Liver and Bile
J Hepatol. 2022;76(4):862–73
Updated efficacy and safety data from IMbrave150: Atezolizumab plus bevacizumab versus sorafenib for unresectable hepatocellular carcinoma
Background and aims: IMbrave150 demonstrated that atezolizumab plus bevacizumab led to significantly improved overall survival (OS) and progression-free survival (PFS) compared with sorafenib in patients with unresectable hepatocellular carcinoma at the primary analysis (after a median 8.6 months of follow-up). Updated data were presented after 12 months of additional follow-up.

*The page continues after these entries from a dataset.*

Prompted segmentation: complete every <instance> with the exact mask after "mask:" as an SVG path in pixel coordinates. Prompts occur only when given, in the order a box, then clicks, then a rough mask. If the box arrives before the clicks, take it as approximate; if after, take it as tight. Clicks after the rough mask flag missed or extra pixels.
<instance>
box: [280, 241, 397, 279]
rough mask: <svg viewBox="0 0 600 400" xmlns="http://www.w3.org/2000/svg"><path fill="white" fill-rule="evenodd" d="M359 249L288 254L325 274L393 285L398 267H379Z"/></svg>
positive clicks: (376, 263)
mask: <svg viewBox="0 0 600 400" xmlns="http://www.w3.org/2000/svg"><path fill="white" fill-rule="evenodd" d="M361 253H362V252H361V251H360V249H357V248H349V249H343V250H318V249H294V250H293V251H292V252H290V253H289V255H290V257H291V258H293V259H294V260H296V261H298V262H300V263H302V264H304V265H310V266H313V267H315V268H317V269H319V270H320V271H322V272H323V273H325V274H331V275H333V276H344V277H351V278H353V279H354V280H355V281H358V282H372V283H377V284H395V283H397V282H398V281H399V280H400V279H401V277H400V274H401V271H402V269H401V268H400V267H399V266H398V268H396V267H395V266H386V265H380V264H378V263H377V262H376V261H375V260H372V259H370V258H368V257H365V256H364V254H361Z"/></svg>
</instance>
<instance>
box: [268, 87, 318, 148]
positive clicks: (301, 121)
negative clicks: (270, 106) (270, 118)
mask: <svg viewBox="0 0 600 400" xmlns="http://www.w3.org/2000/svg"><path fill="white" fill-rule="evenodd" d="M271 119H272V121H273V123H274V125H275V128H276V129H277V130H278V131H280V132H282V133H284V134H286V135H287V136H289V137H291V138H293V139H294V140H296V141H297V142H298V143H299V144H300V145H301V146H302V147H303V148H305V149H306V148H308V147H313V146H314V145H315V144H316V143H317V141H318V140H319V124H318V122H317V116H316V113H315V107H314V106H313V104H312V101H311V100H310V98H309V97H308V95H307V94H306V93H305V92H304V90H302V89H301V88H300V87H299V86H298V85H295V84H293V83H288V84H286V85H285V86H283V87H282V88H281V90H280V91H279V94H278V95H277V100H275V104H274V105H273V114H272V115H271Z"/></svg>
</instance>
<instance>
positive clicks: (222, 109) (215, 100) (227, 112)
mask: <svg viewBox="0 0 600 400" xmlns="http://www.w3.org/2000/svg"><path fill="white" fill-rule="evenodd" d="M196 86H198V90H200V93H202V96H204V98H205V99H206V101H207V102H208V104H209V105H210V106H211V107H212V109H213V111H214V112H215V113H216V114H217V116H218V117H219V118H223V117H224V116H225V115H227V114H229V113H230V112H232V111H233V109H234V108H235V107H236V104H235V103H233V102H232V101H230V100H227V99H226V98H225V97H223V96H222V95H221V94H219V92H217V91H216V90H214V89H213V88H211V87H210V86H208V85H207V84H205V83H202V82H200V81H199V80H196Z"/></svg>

Methods: Patients with systemic treatment-naive, unresectable hepatocellular carcinoma were randomized 2:1 to receive 1200 mg atezolizumab plus 15 mg/kg bevacizumab intravenously every 3 weeks or 400 mg sorafenib orally twice daily in this open-label, phase 3 study. Co-primary end points were OS and PFS by independently assessed RECIST 1.1 in the intention-to-treat population. Secondary efficacy end points included objective response rates and exploratory subgroup efficacy analyses. This is a post-hoc updated analysis of efficacy and safety.
Results: From March 15, 2018, to January 30, 2019, 501 patients (intention-to-treat population) were randomly allocated to receive atezolizumab plus bevacizumab (n = 336) or sorafenib (n = 165). On August 31, 2020, after a median 15.6 (range, 0–28.6) months of follow-up, the median OS was 19.2 months (95% confidence interval [CI]: 17.0–23.7) with atezolizumab plus bevacizumab and 13.4 months (95% CI: 11.4–16.9) with sorafenib (hazard ratio [HR] = 0.66; 95% CI: 0.52–0.85; descriptive p < 0.001). The median PFS was 6.9 (95% CI: 5.7–8.6) and 4.3 (95% CI: 4.0–5.6) months in the respective treatment groups (HR = 0.65; 95% CI: 0.53–0.81; descriptive p < 0.001). Treatment-related grade 3/4 adverse events occurred in 143 (43%) of 329 and 72 (46%) of 156 safety-evaluable patients in the respective groups, and treatment-related grade 5 events occurred in 6 (2%) and 1 (< 1%) patients.
Conclusion: After longer follow-up, atezolizumab plus bevacizumab maintained clinically meaningful survival benefits over sorafenib and had a safety profile consistent with the primary analysis.